Bradley Cooper is remarkably good as Kyle. The character seems to come from behind his eyes. All Kyle’s emotion is centered there. He’s a sniper whose power is in his eyes, his breath, and his index finger. Cooper wields those three tools with perfect precision. As the war continues and Kyle continues to go back and fight, Bradley drains all the light from his eyes. Slowly, the thousand-yard stare that made him such a good sniper becomes the thousand yard stare of PDST. Wracked with regret over the lives he couldn’t save, Kyle has to stick to his conviction until the evil he has seen in Iraq is eradicated.

American Sniper’s depiction of evil is its most troubling aspect. With the exception of a single, opportunistic family that is brutalized by another Iraqi, every Iraqi in this film is the embodiment of evil. The film shows no compassion for any of them. It’s terrible stuff, because while there is evil in the world, no one people group and no one person is wholly evil. No one is beyond redemption. Granted, Chris Kyle’s are the eyes through which this story sees, and in his estimation, Iraqis are threats to both American lives and other Iraqi lives. The film doesn’t feature any sympathetic Iraqis. Perhaps Chris Kyle never encountered any.

However, American Sniper isn’t a film about the complexities of the war in Iraq. This is a film about “the best of us” and the best of American intentions in Iraq. As depicted in American Sniper, Chris Kyle is the ideal pro-war American. He is patriotic, selfless, loves good and hates evil, brave, smart, and true to both his compatriots and his family. These are all admirable qualities. After the war, he continues to look out for and help his fellow soldiers. His commitment to look out for those weaker than himself costs him his life. He is a man of honor, and like any man of honor in a story, he pays the ultimate price.

American Sniper is also an admission that the war in Iraq had consequences we couldn’t foresee. It costs us more than we expected. It wasn’t entirely successful. American families are still reckoning the collateral damage the war is having on them. American Sniper laments all of this.

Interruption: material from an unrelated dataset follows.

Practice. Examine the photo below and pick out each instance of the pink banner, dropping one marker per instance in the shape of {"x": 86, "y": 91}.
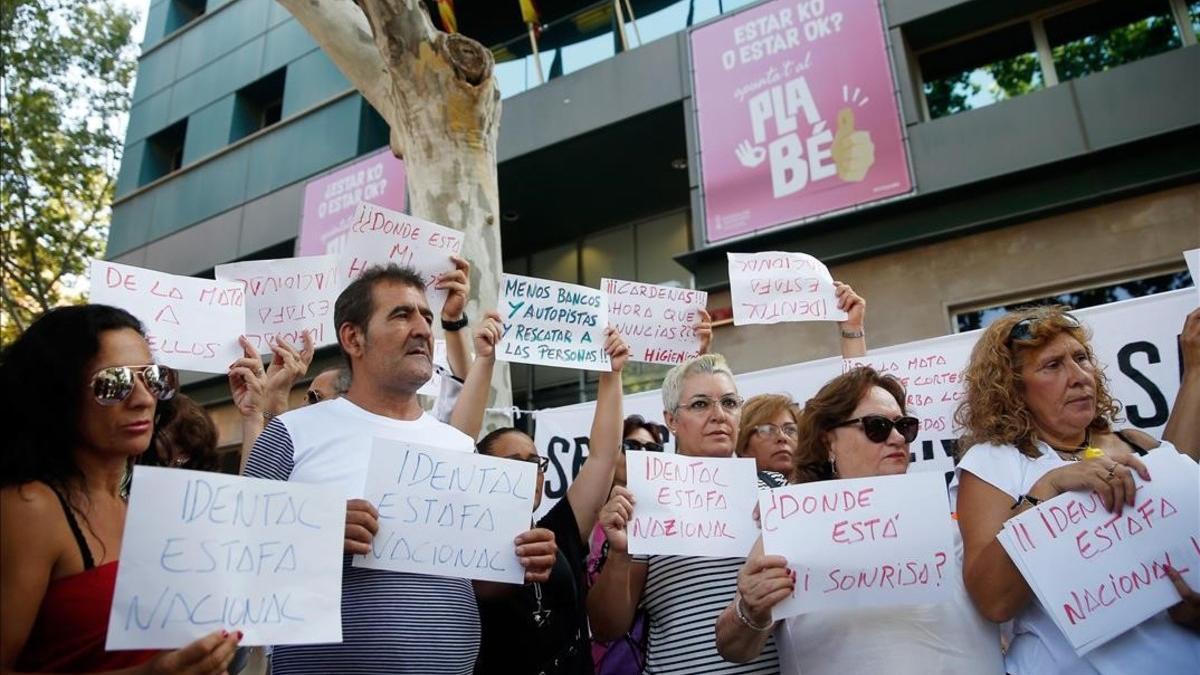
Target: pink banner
{"x": 329, "y": 201}
{"x": 797, "y": 114}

By focusing on “the best of us,” American Sniper becomes an elegy for American activity in Iraq since 9/11. The film is a funeral, a memorial service. It celebrates whatever was good about that war, and mourns for what we lost. The film ends with footage of Chris Kyle’s actual memorial service, a memorial service held in the temple of American conservative values, Cowboys Stadium. The closing song is Ennio Morricone’s trumpet canticle “The Funeral,” and then the credits role in silence. American Sniper is the end of the war in Iraq.

As such, it is a film we sorely need. Last year, Buzzfeed ran a story by Gregory Johnson entitled “60 Words and a War Without End: The Untold Story of the Most Dangerous Sentence in American History” about the Authorization to Use Military Force, the congressional measure that gave the President the legal authority to start wars in Afganistan and Iraq as well as engage militarily in many other countries. Radiolab produced a fantastic audio expansion of the piece called “60 Words.” I recommend both highly. One thing the Radiolab piece makes clear is that without an obvious end point, a war remains an open wound for the veterans who fought in it and for their families.

American Sniper offers closure. It names what was good, “good,” acknowledges the bad, gives thanks for the lives lost, and hints that healing is possible if we’re willing to take care of each other. Much like Selma is a film that offers inspiration for a group of Americans still engaged in a struggle for civil rights, American Sniper offers consolation for a group of Americans tending the wounds of a war they desperately want to end. Like Selma, American Sniper has its faults, both historical and cinematic, but regardless, this is a movie we need right now. I’m grateful for it.